Pumping-induced groundwater aging and rejuvenation in aquifer-aquitard systems: A perspective from regional groundwater flow

Abstract

As an indicator of the renewability of a groundwater basin, the spatial distribution of groundwater age has attracted intensive research. As reported in the literature, 3H measurements in 74 US aquifers showed pumping-induced groundwater rejuvenation, whereas 14C ages in two heavily developed aquifers in France and China indicated pumping-induced groundwater aging. Unfortunately, the mechanisms leading to the seemingly opposite behavior of pumping-induced aging and rejuvenation remain unclear. In this study, we conducted numerical simulations of groundwater age in layered aquifer-aquitard systems under different pumping scenarios and aquitard permeability to show that pumping-induced groundwater rejuvenation and aging always occur simultaneously.
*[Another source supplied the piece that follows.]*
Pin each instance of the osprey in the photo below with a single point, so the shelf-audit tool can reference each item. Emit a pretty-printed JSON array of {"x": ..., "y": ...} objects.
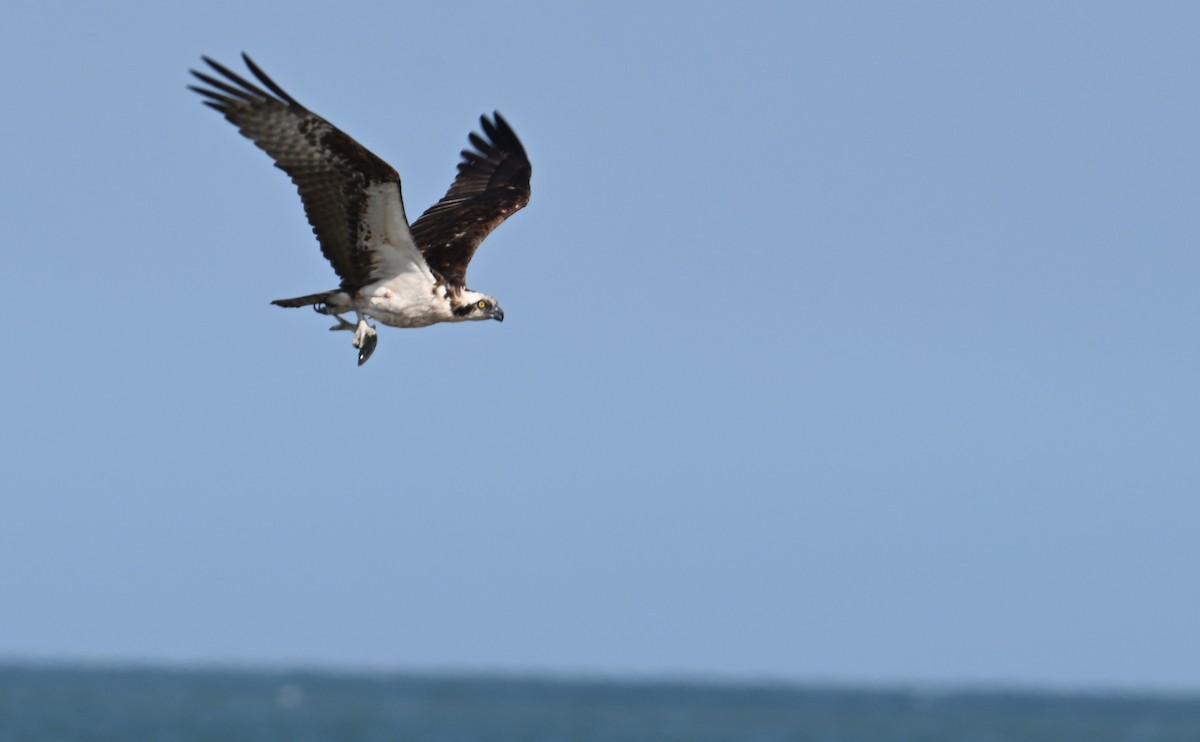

Groundwater rejuvenation widely occurs throughout the basin wherever the well is located, whereas groundwater aging mainly occurs to the downgradient parts of the basin. Although groundwater rejuvenation is larger in area, groundwater aging is greater in magnitude, and the magnitude of aging increases with pumping intensity and duration. Moreover, when pumping occurs in the discharge area, aging could occur in almost the entire aquifer to the downgradient of the pumping well, and the magnitude of aging is larger. The large area and large magnitude of aging in the discharge area is a direct result of upward leakage of old groundwater from underlying aquitards/aquifers, which is controlled by the topography-driven groundwater flow. By demonstrating the importance of topography-driven groundwater flow and underlying formations in groundwater age redistribution, this study has implications for determining the bottom of a groundwater flow and solute transport model and interpretation of various tracers.